A legacy R workflow note showing how drake can cache calculations and speed up R Markdown report rendering, with a note on modern targets workflows.

Author

Yang Liu

Published

September 15, 2019

drake is a powerful tool for reproducible R workflows. I found it especially useful when paired with R Markdown reports, because it can cache expensive intermediate results and only rebuild the objects that have changed.

Maintenance note: this is a legacy drake example. For new R workflow projects I would usually look at targets, which follows the same core idea with a newer interface.
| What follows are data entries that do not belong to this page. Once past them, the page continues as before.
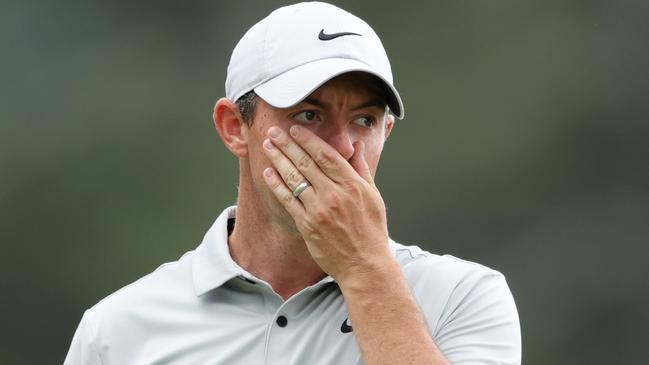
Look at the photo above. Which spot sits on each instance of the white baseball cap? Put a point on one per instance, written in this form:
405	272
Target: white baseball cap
297	48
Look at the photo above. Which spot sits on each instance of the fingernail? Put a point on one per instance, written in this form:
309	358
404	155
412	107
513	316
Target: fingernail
294	130
274	132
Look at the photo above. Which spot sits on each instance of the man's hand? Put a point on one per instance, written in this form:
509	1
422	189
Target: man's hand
341	216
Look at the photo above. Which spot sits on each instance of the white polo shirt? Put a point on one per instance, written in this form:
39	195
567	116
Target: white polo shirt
205	309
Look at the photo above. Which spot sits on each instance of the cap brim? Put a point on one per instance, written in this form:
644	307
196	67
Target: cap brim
293	86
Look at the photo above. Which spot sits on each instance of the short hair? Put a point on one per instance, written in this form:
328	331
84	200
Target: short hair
247	104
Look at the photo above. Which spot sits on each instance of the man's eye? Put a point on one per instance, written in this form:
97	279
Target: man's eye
365	122
306	116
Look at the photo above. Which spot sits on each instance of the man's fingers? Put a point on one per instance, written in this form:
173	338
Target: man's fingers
325	156
290	175
299	158
359	164
292	204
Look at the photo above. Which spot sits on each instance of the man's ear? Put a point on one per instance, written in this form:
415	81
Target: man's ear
230	125
389	123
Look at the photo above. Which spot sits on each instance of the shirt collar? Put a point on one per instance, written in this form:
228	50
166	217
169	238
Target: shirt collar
212	264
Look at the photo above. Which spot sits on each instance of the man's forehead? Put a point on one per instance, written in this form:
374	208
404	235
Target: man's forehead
367	88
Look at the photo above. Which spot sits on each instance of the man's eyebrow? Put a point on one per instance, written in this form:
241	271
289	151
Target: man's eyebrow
374	102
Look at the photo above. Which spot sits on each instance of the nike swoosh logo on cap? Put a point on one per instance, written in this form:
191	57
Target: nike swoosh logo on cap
346	327
327	37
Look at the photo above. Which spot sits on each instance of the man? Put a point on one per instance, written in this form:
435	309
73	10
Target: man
302	271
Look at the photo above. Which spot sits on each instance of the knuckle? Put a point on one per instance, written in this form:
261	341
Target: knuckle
353	187
333	200
326	158
287	198
320	217
304	162
293	178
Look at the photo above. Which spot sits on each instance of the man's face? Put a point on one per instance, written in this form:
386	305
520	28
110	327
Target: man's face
348	108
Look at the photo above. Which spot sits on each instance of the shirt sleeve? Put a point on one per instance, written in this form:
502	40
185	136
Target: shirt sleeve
82	350
480	324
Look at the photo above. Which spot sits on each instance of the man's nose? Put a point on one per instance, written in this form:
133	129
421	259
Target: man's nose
338	137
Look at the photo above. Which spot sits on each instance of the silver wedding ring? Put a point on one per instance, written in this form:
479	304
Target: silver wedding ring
300	188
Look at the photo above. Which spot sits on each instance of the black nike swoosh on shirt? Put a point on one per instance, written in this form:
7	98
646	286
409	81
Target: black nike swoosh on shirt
327	37
346	328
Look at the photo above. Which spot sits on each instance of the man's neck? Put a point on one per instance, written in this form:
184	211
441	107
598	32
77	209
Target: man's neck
271	250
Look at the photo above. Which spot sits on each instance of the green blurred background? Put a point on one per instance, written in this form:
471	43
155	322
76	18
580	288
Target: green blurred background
525	148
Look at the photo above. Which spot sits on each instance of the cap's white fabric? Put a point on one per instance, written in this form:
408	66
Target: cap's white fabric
297	48
206	309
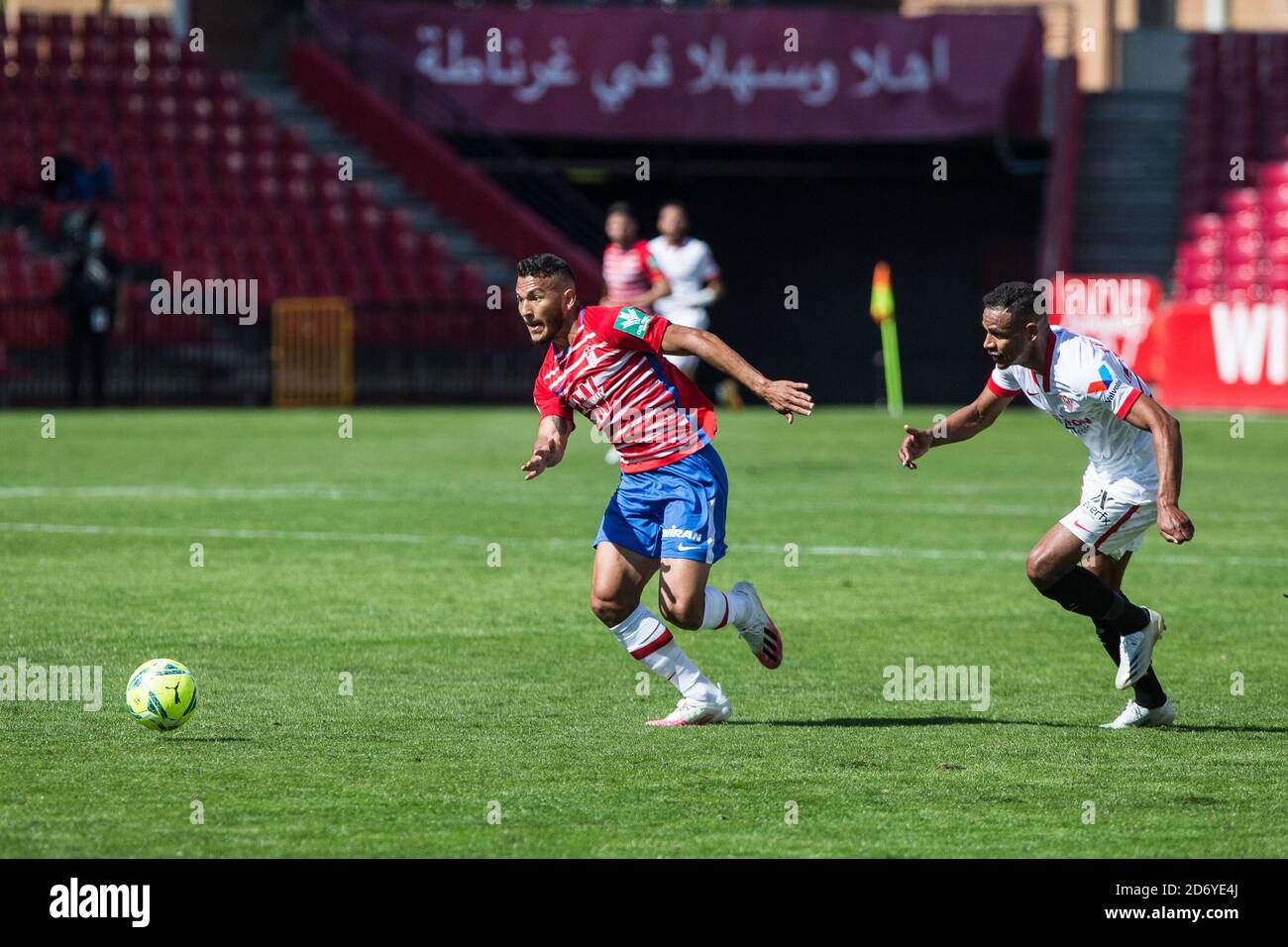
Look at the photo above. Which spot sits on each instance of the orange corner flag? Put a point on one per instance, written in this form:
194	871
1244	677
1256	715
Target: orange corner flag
883	298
I am keeping the original drake code here because the example is still useful for understanding target-based workflows.

Using SHAPforxgboost as an example:

# if needed, update drake
if(packageVersion("drake") < "7.4") install.packages("drake")
if(packageVersion("SHAPforxgboost") < "0.0.3") install.packages("SHAPforxgboost")

suppressPackageStartupMessages({
  library("drake")
  library("SHAPforxgboost")
  library("here")
})

# assign a place to store intermediate objects
cache_path <- here("Drake_Cache")
if(!dir.exists(cache_path))dir.create(cache_path)
cache <- drake_cache(path = cache_path)

The drake_plan takes user-defined functions to create each target. These functions are usually written in a separate script.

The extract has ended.